Parliament’s Rules Reviewed by Standing Orders Committee
Parliament’s rules reviewed by Standing Orders Committee
26 July, 2017 - The Standing Orders Committee’s latest review of Standing Orders was presented to the House today.
Every three years the committee looks at the rules of the House and how Parliament can work more effectively. This process is called the review of Standing Orders. The review doesn’t just look at the written rules though—it also considers practice, or how things are done at Parliament.
The committee’s report recommends changes to rules and practice in a number of key areas, including a reorganisation of the House’s subject select committees, a change to the way the House debates international treaties, and a number of suggestions for improving the law-making process. A summary of the main points can be found on pages 4 and 5 of the report.
The Rt Hon David Carter, Speaker of the House, chairs the Standing Orders Committee. He said the New Zealand Parliament is internationally respected for its regular review of the rules, in which changes are only agreed if they have overwhelming support across the parties in Parliament.

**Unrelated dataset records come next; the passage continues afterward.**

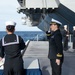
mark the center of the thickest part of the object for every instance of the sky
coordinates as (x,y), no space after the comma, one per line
(8,12)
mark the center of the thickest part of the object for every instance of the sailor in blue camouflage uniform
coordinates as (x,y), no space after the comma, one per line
(55,47)
(10,48)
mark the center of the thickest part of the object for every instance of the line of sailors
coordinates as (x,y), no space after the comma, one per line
(66,37)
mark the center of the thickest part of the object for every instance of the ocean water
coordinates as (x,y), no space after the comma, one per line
(28,35)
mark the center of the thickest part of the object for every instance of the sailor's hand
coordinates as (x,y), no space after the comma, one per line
(58,61)
(1,58)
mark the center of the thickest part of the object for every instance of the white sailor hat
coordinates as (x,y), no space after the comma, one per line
(56,21)
(10,23)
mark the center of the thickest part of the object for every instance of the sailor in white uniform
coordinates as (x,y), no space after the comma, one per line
(10,48)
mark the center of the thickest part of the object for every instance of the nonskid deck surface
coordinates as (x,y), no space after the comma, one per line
(39,50)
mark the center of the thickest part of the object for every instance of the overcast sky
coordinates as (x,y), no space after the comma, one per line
(8,11)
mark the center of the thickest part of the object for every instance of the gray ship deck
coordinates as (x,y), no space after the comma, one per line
(39,50)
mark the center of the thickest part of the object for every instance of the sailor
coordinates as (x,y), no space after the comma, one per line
(10,48)
(73,37)
(55,47)
(65,35)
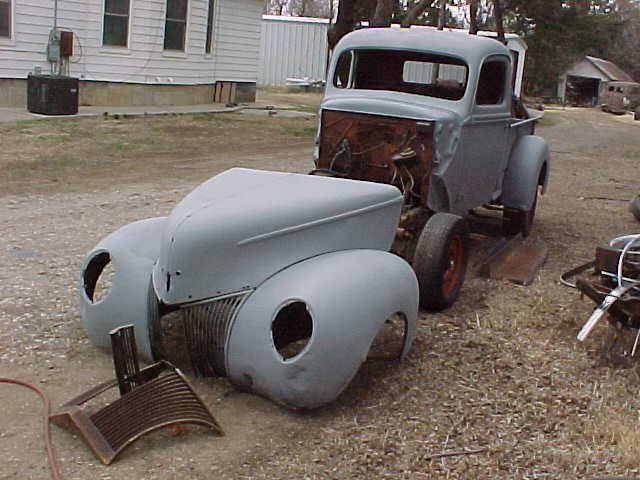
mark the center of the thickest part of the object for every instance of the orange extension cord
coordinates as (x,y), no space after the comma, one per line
(53,467)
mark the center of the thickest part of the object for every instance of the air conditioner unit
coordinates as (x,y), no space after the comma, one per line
(52,94)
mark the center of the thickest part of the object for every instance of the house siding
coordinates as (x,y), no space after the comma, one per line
(236,37)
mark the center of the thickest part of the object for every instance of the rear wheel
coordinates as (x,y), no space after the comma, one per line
(440,260)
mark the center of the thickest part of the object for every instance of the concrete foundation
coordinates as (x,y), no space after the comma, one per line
(13,93)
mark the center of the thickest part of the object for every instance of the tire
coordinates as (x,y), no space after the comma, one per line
(440,260)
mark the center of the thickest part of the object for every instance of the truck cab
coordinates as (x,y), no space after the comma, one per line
(433,113)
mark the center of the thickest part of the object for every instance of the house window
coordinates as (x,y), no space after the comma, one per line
(176,25)
(116,23)
(491,85)
(5,18)
(209,27)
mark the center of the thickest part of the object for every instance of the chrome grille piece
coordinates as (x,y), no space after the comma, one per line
(206,328)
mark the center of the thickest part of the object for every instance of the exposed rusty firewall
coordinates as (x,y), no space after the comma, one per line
(379,149)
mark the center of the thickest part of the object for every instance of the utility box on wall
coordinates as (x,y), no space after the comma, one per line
(52,95)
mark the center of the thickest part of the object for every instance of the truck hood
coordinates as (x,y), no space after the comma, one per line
(240,227)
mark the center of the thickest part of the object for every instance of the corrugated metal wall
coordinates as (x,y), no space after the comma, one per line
(292,47)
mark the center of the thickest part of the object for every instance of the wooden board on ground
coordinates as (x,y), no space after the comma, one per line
(517,263)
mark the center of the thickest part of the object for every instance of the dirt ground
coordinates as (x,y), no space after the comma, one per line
(495,387)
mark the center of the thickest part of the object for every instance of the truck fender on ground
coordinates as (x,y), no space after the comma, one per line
(132,251)
(528,167)
(338,301)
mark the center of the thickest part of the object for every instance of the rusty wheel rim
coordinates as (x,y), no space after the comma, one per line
(453,266)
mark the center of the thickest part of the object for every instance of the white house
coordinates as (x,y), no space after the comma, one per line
(136,52)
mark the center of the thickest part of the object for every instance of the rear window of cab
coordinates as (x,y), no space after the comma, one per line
(425,74)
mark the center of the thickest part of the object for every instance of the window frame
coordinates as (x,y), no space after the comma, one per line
(10,21)
(504,94)
(105,14)
(355,77)
(208,45)
(175,20)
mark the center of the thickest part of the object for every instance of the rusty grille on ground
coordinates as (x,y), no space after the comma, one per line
(194,335)
(152,398)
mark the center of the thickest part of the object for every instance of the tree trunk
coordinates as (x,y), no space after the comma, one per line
(344,22)
(442,14)
(473,17)
(498,13)
(416,10)
(383,13)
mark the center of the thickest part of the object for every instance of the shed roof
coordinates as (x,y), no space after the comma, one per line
(610,69)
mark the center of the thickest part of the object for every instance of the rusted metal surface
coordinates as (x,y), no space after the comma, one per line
(613,285)
(619,97)
(195,335)
(517,263)
(378,149)
(125,359)
(155,397)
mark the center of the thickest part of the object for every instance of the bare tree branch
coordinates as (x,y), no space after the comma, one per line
(383,13)
(498,13)
(416,10)
(442,14)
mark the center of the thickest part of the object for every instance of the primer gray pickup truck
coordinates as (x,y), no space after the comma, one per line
(432,112)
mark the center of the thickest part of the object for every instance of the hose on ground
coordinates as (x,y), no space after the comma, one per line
(53,467)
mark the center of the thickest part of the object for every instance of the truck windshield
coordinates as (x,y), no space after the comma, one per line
(402,71)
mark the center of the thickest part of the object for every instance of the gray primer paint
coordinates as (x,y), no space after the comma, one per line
(280,238)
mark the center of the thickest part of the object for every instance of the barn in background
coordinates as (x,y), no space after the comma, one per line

The Speaker said that with changes in law and social expectations, technological advances, and evolving political culture, regular reviews of Parliament’s effectiveness are essential to keeping Parliament relevant and well-functioning.
The House will debate the committee’s report and vote on the recommended changes before it adjourns for the election on 17 August 2017. If the House adopts the committee’s recommendations, the new rules will be in place for the start of the next Parliament.